Intel has launched its 10th Gen desktop CPU lineup based on the 14nm ‘Comet Lake’ architecture. The lineup consists of no fewer than 32 models, ranging from a new flagship Core i9 for gamers and enthusiasts, to the mainstream Core i7, Core i5, and Core i3 families, and even some entry-level Pentium, and Celeron options. The refresh comes as a slight update to the 9th Gen ‘Coffee Lake’ series. Intel continues to refresh and refine its 14nm manufacturing process, but does not introduce a brand new architecture. The company is promoting improved clock speeds, which it says are important for lightly threaded workloads such as gaming, as well as more cores and threads across much of the lineup.
The highlight of the launch is the new top-end Core i9-10900K model which features 10 cores with Hyper-Threading. It has a base speed of 3.7Ghz and a maximum boost speed of 4.8GHz across all cores or 5.3GHz for one core. The highest speeds are achieved using Intel’s Turbo Boost Max 3.0, previously seen only in Core X-series models, and Thermal Velocity Boost, which depend on thermal and power variables. The TDP is rated at 125W and this model is fully overclockable. Intel’s recommended price is $488 (approximately Rs. 36,630 before taxes). A non-unlocked model, the 65W Core i9-10900, has base and boost speeds of 2.8GHz and 5.2GHz respectively.
The company is billing the Core i9-10900K as the world’s fastest gaming processor. Compared to the Core i9-9900K, Intel touts up to 33 percent better framerates in specific games, and 18 percent faster video encoding, with those figures rising to up to 81 percent and 35 percent respectively compared to a three-year-old Core i7-7700K.
Intel has also launched the new Core i7-10700K with eight cores and 16 threads, and these do benefit from Turbo Boost Max 3.0 but not Thermal Velocity Boost. The Core i5 family gets six cores and 12 threads without Turbo Boost Max 3.0. There are unlocked 125W as well as mainstream 65W versions of each. All Core i3 models feature four cores with Hyper-Threading, and all have 65W TDPs.
Below these models, Intel has also launched the new dual-core, four-thread Pentium Gold G6600, G6500 and G6400, and the dual-core Celeron G5920 and G5900 without Hyper-Threading. A series of 35W TDP variants across the hierarchy have also been introduced, for use in low-profile or temperature-sensitive situations.
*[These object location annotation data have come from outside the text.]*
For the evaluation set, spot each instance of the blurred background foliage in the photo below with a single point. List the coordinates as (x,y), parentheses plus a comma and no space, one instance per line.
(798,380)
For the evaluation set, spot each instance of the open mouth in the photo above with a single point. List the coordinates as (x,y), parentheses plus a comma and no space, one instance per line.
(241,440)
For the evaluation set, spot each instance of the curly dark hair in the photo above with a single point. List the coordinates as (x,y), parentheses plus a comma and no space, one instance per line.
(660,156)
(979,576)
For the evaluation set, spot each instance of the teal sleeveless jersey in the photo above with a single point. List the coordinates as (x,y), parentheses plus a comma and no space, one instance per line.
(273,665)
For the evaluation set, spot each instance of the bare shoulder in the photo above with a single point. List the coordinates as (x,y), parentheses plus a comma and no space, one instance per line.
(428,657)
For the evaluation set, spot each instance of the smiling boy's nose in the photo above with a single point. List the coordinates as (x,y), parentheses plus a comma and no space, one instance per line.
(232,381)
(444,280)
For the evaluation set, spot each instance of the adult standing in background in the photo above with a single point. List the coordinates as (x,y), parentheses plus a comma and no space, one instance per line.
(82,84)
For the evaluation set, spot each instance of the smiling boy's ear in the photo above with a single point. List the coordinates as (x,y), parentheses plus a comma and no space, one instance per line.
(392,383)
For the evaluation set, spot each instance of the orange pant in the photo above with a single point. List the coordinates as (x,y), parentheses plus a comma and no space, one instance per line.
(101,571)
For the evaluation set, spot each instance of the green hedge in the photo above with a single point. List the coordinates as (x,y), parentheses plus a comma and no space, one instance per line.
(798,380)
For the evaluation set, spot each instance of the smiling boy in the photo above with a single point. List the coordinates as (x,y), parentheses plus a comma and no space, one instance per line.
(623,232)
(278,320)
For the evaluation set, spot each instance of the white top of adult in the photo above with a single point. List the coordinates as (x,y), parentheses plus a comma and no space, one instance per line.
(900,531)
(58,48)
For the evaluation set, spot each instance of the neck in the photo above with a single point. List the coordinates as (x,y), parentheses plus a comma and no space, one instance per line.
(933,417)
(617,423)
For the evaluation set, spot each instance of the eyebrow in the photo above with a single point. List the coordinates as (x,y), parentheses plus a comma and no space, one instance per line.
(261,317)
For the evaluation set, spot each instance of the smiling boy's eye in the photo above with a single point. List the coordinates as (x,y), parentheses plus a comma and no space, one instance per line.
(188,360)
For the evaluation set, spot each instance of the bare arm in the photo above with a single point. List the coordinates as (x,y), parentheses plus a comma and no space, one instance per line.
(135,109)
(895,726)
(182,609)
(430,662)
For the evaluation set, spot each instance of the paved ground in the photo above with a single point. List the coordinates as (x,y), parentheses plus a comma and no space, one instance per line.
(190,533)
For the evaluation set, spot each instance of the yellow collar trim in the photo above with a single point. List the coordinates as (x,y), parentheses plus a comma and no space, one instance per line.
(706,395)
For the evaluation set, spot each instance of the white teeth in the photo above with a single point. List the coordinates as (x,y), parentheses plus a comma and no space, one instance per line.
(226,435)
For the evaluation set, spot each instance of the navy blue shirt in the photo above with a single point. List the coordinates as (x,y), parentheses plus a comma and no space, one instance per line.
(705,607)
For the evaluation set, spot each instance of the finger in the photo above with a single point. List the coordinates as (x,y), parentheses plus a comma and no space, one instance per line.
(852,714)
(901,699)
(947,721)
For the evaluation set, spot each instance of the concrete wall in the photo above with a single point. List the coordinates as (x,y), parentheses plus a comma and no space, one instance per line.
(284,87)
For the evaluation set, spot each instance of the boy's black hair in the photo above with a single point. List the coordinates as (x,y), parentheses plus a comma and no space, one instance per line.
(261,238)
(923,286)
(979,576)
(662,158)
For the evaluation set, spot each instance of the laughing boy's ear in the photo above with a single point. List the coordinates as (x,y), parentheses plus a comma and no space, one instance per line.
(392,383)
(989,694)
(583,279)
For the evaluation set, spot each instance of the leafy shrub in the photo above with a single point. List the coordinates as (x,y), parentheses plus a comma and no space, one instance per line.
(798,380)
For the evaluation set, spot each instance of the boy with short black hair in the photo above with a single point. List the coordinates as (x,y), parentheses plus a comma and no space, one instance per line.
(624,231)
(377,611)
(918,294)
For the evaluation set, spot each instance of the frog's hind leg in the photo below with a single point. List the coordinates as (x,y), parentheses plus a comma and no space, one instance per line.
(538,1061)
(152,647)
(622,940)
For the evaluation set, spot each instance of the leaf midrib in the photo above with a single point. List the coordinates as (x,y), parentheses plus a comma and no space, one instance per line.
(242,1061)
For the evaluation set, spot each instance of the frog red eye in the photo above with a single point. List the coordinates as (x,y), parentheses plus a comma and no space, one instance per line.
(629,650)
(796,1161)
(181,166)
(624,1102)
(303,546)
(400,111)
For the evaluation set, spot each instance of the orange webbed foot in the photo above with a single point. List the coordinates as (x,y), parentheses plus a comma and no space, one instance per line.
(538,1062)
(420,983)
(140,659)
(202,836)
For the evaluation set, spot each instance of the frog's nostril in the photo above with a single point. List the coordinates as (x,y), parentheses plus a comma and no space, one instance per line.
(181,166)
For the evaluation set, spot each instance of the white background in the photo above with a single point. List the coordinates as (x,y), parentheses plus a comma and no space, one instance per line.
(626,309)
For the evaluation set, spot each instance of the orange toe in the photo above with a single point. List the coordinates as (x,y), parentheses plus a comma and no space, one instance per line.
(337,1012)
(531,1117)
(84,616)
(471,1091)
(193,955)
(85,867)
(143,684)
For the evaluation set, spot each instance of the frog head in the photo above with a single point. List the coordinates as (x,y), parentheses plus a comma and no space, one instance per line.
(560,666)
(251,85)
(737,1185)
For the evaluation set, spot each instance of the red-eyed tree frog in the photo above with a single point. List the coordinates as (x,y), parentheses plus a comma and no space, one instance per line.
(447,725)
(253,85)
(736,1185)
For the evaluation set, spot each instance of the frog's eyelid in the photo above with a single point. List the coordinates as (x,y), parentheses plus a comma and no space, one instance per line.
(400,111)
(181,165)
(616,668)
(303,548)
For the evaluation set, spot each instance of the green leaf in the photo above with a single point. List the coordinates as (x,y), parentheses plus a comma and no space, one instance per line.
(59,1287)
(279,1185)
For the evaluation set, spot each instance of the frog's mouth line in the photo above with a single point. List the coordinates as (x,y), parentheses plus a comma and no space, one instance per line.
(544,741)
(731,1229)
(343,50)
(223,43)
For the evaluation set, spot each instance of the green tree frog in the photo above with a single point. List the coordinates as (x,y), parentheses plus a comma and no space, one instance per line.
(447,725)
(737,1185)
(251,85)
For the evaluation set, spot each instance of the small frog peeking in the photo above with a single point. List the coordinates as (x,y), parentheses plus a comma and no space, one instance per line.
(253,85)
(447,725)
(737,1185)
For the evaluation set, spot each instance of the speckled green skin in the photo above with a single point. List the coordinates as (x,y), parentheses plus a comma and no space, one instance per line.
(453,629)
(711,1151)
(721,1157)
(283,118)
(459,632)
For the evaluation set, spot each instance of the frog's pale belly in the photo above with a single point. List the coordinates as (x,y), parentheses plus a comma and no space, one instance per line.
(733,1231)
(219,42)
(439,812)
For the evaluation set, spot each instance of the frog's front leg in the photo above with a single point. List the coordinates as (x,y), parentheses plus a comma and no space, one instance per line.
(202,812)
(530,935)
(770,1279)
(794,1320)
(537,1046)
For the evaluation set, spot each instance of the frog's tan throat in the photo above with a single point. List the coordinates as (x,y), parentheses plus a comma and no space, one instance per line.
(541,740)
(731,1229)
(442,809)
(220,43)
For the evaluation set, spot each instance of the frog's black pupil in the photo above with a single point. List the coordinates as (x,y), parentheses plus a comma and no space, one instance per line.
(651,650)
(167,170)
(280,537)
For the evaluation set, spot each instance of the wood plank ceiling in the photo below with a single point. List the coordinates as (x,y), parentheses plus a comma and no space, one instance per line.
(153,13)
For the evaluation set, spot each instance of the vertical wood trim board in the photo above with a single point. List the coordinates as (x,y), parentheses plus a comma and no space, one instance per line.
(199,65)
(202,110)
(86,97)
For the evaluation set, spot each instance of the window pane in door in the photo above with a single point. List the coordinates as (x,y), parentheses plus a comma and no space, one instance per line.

Up to dual-channel DDR4-2933 RAM is supported for the Core i9 and Core i7 models, while everything below them maxes out at DDR4-2666. Intel has also carried forward its existing UHD Graphics 630 and 610 integrated GPUs with no new features highlighted. CPU models in the lineup with the F suffix, such as the Core i9-10900KF, do not have integrated graphics capabilities.
Unlocked models benefit from new overclocking controls including per-core Hyper-Threading and more detailed voltage/frequency curve adjustment. Intel also touts its soldered thermal interface material which makes cooling more effective.
All the CPUs use the new LGA1200 socket interface, breaking compatibility with existing motherboards. Intel has also quietly released the Z490, H470, B460 and H410 platform controllers to motherboard manufacturers, and all-new lineups can be expected to be announced shortly. LGA1200 will however allow coolers designed for previous LGA11xx sockets to be used.
Asus is the first to announce its lineup of seven Z490 motherboards in India, ranging from the Asus Prime Z490M-Plus priced at Rs. 22,500 to the ultra-high-end ROG Maximus XII Extreme which will cost a whopping Rs. 91,485. The flagship model features four M.2 slots, one 20Gbps USB 3.2 Gen2x2 port plus additional 10Gbps USB 3.2 Gen2 ports, Thunderbolt 3, 2.5Gbps Ethernet, Wi-Fi 6, and Blueooth 5.1. It also boasts of advanced thermal and power delivery hardware for overclocking.
Intel recently launched a 10th Gen ‘Comet Lake’ series for high-end and gaming laptops, while mainstream slim laptops labeled as 10th Gen might feature either 14nm ‘Comet Lake’ or the newer 10nm ‘Ice Lake’ architecture, depending on what the manufacturer chose to use. Leaked roadmaps appear to suggest that Intel will continue shipping 14nm parts for the desktop, all derived from the 6th Gen ‘Skylake’ platform, until at least 2021 but its struggles with 10nm manufacturing will then be over for good as it transitions to 7nm and beyond.